I found George Siemen’s reference to it in a recent blog post titled reading and books informative in this regard. George linked the news about Kindle with reference to the recently released NEA report from the US which paints a rather gloomy picture of the state of reading among young people in the US, concluding that they are reading less, and are reading less well.
Sheryl Nussbaum-Beach makes a similar link in her recent post titled the future of reading on the TechLearn blog. Sheryl appears optimistic about the adoption of this technology, arguing that it’s a changing world, and that if we want to remain relevant in the lives of our learners then we will need to use strategies and materials that fit their learning styles, not our own. Her post is well worth a read, as she shares her personal story of being one who does not enjoy reading books!

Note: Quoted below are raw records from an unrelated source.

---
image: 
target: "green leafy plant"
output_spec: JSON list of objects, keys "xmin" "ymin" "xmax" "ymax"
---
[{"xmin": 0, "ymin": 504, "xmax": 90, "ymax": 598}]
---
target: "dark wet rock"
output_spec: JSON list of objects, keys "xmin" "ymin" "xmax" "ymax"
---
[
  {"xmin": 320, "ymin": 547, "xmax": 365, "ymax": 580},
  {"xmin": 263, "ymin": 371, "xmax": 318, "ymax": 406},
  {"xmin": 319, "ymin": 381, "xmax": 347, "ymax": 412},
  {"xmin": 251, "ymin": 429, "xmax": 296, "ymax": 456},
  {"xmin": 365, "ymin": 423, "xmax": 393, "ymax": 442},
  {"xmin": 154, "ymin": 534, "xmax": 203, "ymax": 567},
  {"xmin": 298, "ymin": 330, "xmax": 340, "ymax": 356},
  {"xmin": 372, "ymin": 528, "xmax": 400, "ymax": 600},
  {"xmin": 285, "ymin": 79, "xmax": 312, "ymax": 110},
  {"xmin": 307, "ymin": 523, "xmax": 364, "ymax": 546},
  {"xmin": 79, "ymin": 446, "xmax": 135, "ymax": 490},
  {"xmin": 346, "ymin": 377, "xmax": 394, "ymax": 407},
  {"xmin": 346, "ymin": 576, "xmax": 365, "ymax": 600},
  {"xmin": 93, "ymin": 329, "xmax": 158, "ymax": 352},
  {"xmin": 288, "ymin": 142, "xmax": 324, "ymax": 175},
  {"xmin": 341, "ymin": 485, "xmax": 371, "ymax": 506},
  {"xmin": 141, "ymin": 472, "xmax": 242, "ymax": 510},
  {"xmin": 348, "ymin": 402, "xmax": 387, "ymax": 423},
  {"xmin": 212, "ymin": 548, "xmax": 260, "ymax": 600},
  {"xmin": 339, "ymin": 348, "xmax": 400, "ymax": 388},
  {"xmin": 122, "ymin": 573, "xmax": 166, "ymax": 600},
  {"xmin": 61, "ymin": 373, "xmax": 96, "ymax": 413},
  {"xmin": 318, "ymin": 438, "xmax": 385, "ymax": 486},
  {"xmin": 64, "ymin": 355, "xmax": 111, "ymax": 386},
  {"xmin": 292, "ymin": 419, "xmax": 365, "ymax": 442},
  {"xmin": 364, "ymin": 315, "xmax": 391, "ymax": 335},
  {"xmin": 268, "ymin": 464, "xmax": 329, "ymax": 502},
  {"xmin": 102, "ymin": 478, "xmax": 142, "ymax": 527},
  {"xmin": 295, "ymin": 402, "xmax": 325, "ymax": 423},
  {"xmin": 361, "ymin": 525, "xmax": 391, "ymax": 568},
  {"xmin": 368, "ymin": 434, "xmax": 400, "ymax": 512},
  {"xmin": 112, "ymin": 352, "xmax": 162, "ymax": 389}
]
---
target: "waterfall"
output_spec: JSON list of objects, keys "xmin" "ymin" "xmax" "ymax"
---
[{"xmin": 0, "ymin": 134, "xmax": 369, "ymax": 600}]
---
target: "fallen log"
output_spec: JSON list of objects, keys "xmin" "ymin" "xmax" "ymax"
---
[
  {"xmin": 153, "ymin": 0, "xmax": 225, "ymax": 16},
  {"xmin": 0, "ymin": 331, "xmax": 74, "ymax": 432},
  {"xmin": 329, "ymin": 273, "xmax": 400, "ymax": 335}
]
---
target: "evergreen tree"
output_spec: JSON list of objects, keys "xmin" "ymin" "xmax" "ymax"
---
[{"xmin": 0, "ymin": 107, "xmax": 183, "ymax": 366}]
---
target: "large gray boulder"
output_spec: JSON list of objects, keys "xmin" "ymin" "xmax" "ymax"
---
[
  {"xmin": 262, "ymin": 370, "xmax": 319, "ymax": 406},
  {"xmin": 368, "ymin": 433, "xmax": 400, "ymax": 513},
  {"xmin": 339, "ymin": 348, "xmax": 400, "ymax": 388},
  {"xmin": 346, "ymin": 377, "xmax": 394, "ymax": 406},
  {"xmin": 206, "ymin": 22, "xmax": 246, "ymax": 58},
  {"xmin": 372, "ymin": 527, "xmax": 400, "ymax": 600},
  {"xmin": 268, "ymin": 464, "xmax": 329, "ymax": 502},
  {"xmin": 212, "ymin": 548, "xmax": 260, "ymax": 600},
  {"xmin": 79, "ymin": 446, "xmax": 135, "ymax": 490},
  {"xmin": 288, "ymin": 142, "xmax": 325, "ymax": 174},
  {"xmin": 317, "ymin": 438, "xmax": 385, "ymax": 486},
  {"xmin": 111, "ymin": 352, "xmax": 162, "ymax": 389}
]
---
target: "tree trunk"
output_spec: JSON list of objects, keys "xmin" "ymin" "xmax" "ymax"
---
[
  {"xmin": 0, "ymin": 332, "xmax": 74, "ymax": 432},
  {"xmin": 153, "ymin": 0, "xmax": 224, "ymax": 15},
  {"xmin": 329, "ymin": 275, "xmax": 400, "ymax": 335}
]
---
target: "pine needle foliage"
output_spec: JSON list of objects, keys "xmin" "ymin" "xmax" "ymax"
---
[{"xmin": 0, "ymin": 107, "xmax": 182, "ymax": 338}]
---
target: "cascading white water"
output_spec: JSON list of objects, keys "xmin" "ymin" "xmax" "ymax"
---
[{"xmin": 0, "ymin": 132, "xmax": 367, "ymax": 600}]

The NEA report goes on to say that…
The declines in reading have civic, social, and economic implications – Advanced readers accrue personal, professional, and social advantages. Deficient readers run higher risks of failure in all three areas.
Such statistics provide ready made ammunition for the technology sceptics and doom-sayers. So where should the real debates focus? Certainly not on the merits or otherwise of the aesthetics of the device, nor even on whether it provides colour or not (the current B/W device is bound to be a decision based on storage capacity etc). To me the development of these wireless reading devices and e-paper etc are further signs of a move towards the ubiquity of access to information, and the promise of the Universal Library, available to all, as described in the New Yorker article on Future Reading in which the author explores the evolution of digitalization of print, and the efforts of companies like Google and Microsoft (and now Amazon?) to dominate the field. :
The supposed universal library, then, will be not a seamless mass of books, easily linked and studied together, but a patchwork of interfaces and databases, some open to anyone with a computer and WiFi, others closed to those without access or money. The real challenge now is how to chart the tectonic plates of information that are crashing into one another and then to learn to navigate the new landscapes they are creating. Over time, as more of this material emerges from copyright protection, we’ll be able to learn things about our culture that we could never have known previously.
The New Yorker article explores some of the challenges to accessing information in print form versus the transition of many to the audio and film worlds of expression. We’re certainly in for some interesting times over the next few years as this scenario plays out, and the real future of reading is revealed!